I recently offered a workshop: Self Healing through Yoga. Two weeks before the workshop, I got extremely stressed. At one point, I realized what I was doing. I caught my “ego mental voice” worrying about being successful rather than listening to my heart which was clearly saying, “I trust that the people who need to be there will come and they will receive what they need from the workshop.” Repeating negative mental thoughts, together with the pressure to not fail, brought intense stress and unnecessary mental pain into my life all the way up until the workshop.
The workshop went very well.
The following week, however, I had a series of unpleasant events which seemed to culminate in the loss of my wallet. I wondered what was happening to me. I immediately posed this question to my dreams and asked them to help me understand what was I missing.
I looked at the symbolic messages from my dreams and the things that were happening in my life and was finally able to decipher the message my subconscious was trying to send me. I realized that I had not been humble about the success of the workshop. I took most of the credit for myself without recognizing all the support I had from the other teachers at the studio who promoted my workshop, the support of my community who sent good thoughts my way and also the support from the greater force who guided the right people to attend. I didn’t take the time to sit and meditate in gratitude for all the help sent my way.
The day after this realization, I found my wallet. It had been in my house the whole time!
Instead of believing that the universe was playing a trick on me, I believe that my subconscious mind was trying to bring me to a place of awareness that I previously couldn’t see.
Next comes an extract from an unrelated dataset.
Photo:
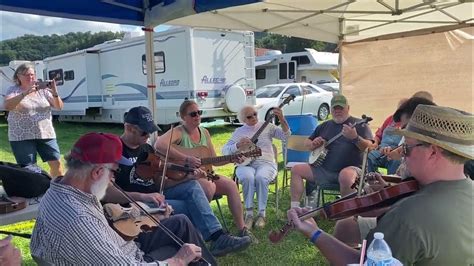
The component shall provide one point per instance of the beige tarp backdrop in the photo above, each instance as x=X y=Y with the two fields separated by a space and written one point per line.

The loss of my wallet was representing a loss of focused values within myself.
One of the first questions in the workshop that I had just finished teaching was “what needs to be healed”? This is what I really need to heal: I did not need to lose my wallet in order to make up for my lack of humility after the workshop. I needed to forgive myself without needing to punish myself- to be concious of my attitudes and learn from my mistakes.
Through the symbolic interpretation of the messages of my dreams and others events in my life, things started to make more sense. I became very aware of something that was restraining me from being free. I am now more aware of how difficult my subconscious mind can make my reality- even to the point of actually losing my physical things!
There are many types of pain. There is external, internal, that which is brought by others, and that which we bring on ourselves. They are all difficult and they all hurt. But they can also teach things, about life, about limits, about taking care of ourselves and about practicing gratitude.
Perhaps the most complicated of the types of pain is the kind we bring on ourselves- the kind that is so often created by our subconscious mind. Self inflicted pain often shows itself in the form of useless stress and mental turmoil that we so naturally create in our own lives. Fortunately, we always have the option to examine this pain conciously and to grow in the process.